Anti-Israel and antisemitic protests at Columbia University last academic year were planned “by groups with direct links to terror organizations and supported by those organizations,” according to a new Canary Mission report.
“Despite efforts to depict it as such, the encampment was not the product of naive, anti-war college kids,” according to the report, which runs more than 50 pages. “It was planned by groups with direct links to terror organizations and supported by those organizations.”
“We hope this report will serve as a wake-up call to university administrators, Congress and the American public regarding the ‘education’ that is happening today on college campuses across the nation,” the group said.
The report features 321 profiles of students, professors and external actors, whom Canary Mission identified as engaging in antisemitic activities on the Ivy League campus. It also includes a comprehensive analysis of the ways the school became a “gateway hub for Hamas’s activism in the United States.”
Columbia’s Students for Justice in Palestine chapter viewed its New York City campus “as the ideal place to launch its nationwide strategy in support of Hamas’s terror campaign,” per the report.

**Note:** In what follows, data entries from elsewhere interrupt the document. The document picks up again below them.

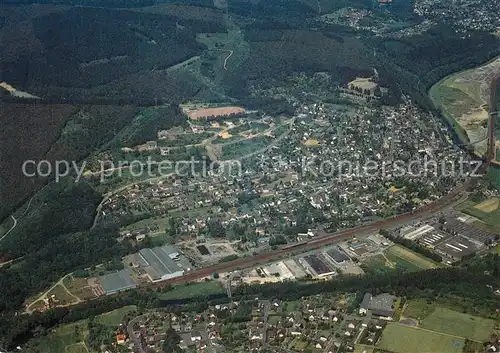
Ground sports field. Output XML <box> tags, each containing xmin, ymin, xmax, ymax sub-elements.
<box><xmin>97</xmin><ymin>305</ymin><xmax>137</xmax><ymax>326</ymax></box>
<box><xmin>386</xmin><ymin>245</ymin><xmax>440</xmax><ymax>270</ymax></box>
<box><xmin>420</xmin><ymin>307</ymin><xmax>495</xmax><ymax>342</ymax></box>
<box><xmin>160</xmin><ymin>281</ymin><xmax>224</xmax><ymax>300</ymax></box>
<box><xmin>376</xmin><ymin>323</ymin><xmax>465</xmax><ymax>353</ymax></box>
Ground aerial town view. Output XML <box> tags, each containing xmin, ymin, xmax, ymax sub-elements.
<box><xmin>0</xmin><ymin>0</ymin><xmax>500</xmax><ymax>353</ymax></box>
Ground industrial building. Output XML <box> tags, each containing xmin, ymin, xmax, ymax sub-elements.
<box><xmin>135</xmin><ymin>245</ymin><xmax>184</xmax><ymax>282</ymax></box>
<box><xmin>435</xmin><ymin>236</ymin><xmax>477</xmax><ymax>261</ymax></box>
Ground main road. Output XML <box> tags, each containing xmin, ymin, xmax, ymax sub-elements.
<box><xmin>145</xmin><ymin>181</ymin><xmax>469</xmax><ymax>288</ymax></box>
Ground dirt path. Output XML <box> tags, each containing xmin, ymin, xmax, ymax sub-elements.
<box><xmin>26</xmin><ymin>273</ymin><xmax>83</xmax><ymax>314</ymax></box>
<box><xmin>0</xmin><ymin>184</ymin><xmax>49</xmax><ymax>242</ymax></box>
<box><xmin>215</xmin><ymin>49</ymin><xmax>234</xmax><ymax>71</ymax></box>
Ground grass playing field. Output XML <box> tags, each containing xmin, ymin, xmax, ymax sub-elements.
<box><xmin>160</xmin><ymin>281</ymin><xmax>224</xmax><ymax>300</ymax></box>
<box><xmin>421</xmin><ymin>307</ymin><xmax>495</xmax><ymax>342</ymax></box>
<box><xmin>97</xmin><ymin>305</ymin><xmax>137</xmax><ymax>326</ymax></box>
<box><xmin>377</xmin><ymin>323</ymin><xmax>465</xmax><ymax>353</ymax></box>
<box><xmin>386</xmin><ymin>245</ymin><xmax>441</xmax><ymax>270</ymax></box>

Instead of quelling the unrest, pockets of the school’s administration supported SJP, including “the Faculty and Staff for Justice in Palestine, as well as the university’s senate, Middle East Institute and Center for Palestine Studies, among numerous other departments,” according to the report.
“Less than six months after Columbia’s leaders had promised Congress that the university would not tolerate antisemitism and would ensure a safe learning environment, the university had lifted discipline for its most extreme offenders and its president had apologized to them,” the report states.
On the first day of the new semester at Columbia, anti-Israel protesters disrupted a class taught by an Israeli professor on Tuesday.